University inspections face major overhaul

Jun 25, 2015 by

The way that university watchdogs check on standards is expected to be substantially changed.

The ways in which university watchdogs protect standards in England, Wales and Northern Ireland face a major overhaul in plans expected next week.

It could mean the end of a regular cycle of university inspections.

There are believed to be proposals for a more “risk-based” approach, with higher levels of scrutiny for less established institutions.

There have also been questions about the future of the current watchdog, the Quality Assurance Agency.

The plans for discussion, which will be published next week, will set out major changes in how standards are assessed and monitored in universities.

Teaching standards

The plans aim to create a way of ensuring quality at a time of increasing consumer pressure from students and doubts about standards in some new private providers.

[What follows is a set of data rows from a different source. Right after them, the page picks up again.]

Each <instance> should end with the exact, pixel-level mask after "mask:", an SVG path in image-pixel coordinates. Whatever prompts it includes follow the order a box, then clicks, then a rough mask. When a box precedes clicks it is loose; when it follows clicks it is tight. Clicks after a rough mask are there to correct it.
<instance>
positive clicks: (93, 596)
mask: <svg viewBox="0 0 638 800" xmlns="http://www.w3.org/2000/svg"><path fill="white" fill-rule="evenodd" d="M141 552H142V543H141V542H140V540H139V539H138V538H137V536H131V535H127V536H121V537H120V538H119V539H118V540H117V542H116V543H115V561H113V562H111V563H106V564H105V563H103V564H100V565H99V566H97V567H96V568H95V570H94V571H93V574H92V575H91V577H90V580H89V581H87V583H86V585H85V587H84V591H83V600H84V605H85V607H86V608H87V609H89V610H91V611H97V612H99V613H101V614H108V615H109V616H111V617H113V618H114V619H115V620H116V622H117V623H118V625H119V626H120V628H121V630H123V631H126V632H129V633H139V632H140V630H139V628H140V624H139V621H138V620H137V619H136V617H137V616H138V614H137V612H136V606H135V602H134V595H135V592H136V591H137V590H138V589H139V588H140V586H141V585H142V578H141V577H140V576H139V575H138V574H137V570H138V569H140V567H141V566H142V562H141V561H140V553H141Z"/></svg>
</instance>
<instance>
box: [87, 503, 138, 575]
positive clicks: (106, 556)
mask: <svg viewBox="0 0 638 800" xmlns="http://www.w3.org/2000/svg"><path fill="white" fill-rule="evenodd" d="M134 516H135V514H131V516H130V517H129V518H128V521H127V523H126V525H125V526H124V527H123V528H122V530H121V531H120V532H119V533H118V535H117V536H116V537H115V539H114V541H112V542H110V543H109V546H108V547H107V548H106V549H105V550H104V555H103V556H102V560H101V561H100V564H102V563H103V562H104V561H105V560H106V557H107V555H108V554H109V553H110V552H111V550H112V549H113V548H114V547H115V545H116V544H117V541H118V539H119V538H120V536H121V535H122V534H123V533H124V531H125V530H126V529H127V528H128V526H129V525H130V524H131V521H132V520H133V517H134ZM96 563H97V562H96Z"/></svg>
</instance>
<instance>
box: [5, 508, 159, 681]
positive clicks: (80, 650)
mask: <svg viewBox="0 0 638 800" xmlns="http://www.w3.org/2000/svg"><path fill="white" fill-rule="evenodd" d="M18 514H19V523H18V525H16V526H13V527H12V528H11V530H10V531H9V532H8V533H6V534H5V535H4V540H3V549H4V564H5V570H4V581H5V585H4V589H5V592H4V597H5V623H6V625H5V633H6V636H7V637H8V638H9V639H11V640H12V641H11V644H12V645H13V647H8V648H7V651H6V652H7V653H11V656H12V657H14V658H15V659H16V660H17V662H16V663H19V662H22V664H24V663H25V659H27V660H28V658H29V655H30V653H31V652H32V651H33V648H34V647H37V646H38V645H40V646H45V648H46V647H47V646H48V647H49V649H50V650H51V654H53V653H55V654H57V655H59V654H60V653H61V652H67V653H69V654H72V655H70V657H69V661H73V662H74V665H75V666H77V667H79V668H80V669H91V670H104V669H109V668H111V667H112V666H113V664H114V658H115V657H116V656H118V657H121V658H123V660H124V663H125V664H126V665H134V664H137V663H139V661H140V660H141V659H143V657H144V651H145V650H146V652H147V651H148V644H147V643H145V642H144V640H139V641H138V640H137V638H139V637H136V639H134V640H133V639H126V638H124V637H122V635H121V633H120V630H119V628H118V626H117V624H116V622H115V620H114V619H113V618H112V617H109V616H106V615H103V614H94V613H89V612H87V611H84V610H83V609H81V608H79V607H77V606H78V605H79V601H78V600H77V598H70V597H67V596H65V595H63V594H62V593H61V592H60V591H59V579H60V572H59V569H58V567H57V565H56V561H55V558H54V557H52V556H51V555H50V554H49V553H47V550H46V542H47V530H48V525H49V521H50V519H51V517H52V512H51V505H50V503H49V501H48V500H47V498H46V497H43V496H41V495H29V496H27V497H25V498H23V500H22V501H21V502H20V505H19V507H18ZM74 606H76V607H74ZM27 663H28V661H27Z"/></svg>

An annual survey published this month by the Higher Education Policy Institute showed that less than half of students believed they had had good or very good value for money from their courses.

The shake-up is expected to propose different levels of supervision for different parts of the higher education sector. Universities are said to be resistant to a “one-size-fits-all” monitoring system.

This could mean that established, mainstream universities would no longer face a cycle of inspections of the kind carried out by the Quality Assurance Agency (QAA).

Newer entrants offering higher education courses would face a tougher level of scrutiny.

For established universities, there would be a stronger emphasis on student “outcomes” – such as data on the employment record of graduates and information from the National Student Survey.

There would also be a strengthening of the “external examiner” system, in which experts from other universities are used to check on the quality of degrees being awarded.

If there were particular concerns about an institution, there would be a formal, hands-on inspection.

It is expected that university governing bodies would have a bigger role in being accountable for quality.

And the plans are expected to “embed” the idea of a way of measuring the quality of teaching in universities. The Conservatives’ election manifesto promised a way of comparing university teaching standards as well as research.

The intention is to move towards a regulatory system with a stronger focus on what courses mean for students and employers, rather than monitoring the internal processes of universities

Independent regulator?

A number of leaks – including in the Times Higher Education magazine and the Wonkhe higher education website – have fuelled debate within the higher education sector.

But there are suggestions that there are still some final decisions to be taken.

There are questions about whether there will in effect be a two-tier system – with a more light-touch approach for established universities and more robust scrutiny for those outside this group.

There were concerns earlier this year from the Public Accounts Committee about an “abuse of public money”, when ineligible overseas students had been accessing funding for courses in private colleges.

The Quality Assurance Agency had also raised questions about the quality of higher education courses taught in further education colleges – with inspectors failing about a third of college providers last year.

The future of the agency itself is also uncertain, if it were no longer to carry out regular inspections.

Last October, a public tendering process was announced to run the university inspection system from 2017. But it now seems that it is going to be a different kind of system from the one currently operated by the QAA.

The proposed changes are also likely to raise questions about the independence of a regulatory system that no longer has regular external checks.

Universities might be offered a more light-touch form of accountability, but in an international market will there be a need for evidence of an independent evaluation?

Would relying on an in-house check be a long-term risk for standards and reputations?

The questions about how university standards are monitored come as students are being increasingly voluble about challenging the quality of their courses.

The increase in tuition fees has brought into sharper focus value-for-money questions about teaching standards, contact hours and how degree standards compare between different institutions.

The plans will be presented jointly by the higher education funding councils for England, Wales and Northern Ireland. But even if the plans are adopted in England, it is possible that Wales and Northern Ireland could go in different directions.

Scotland’s universities operate under a different regulatory system.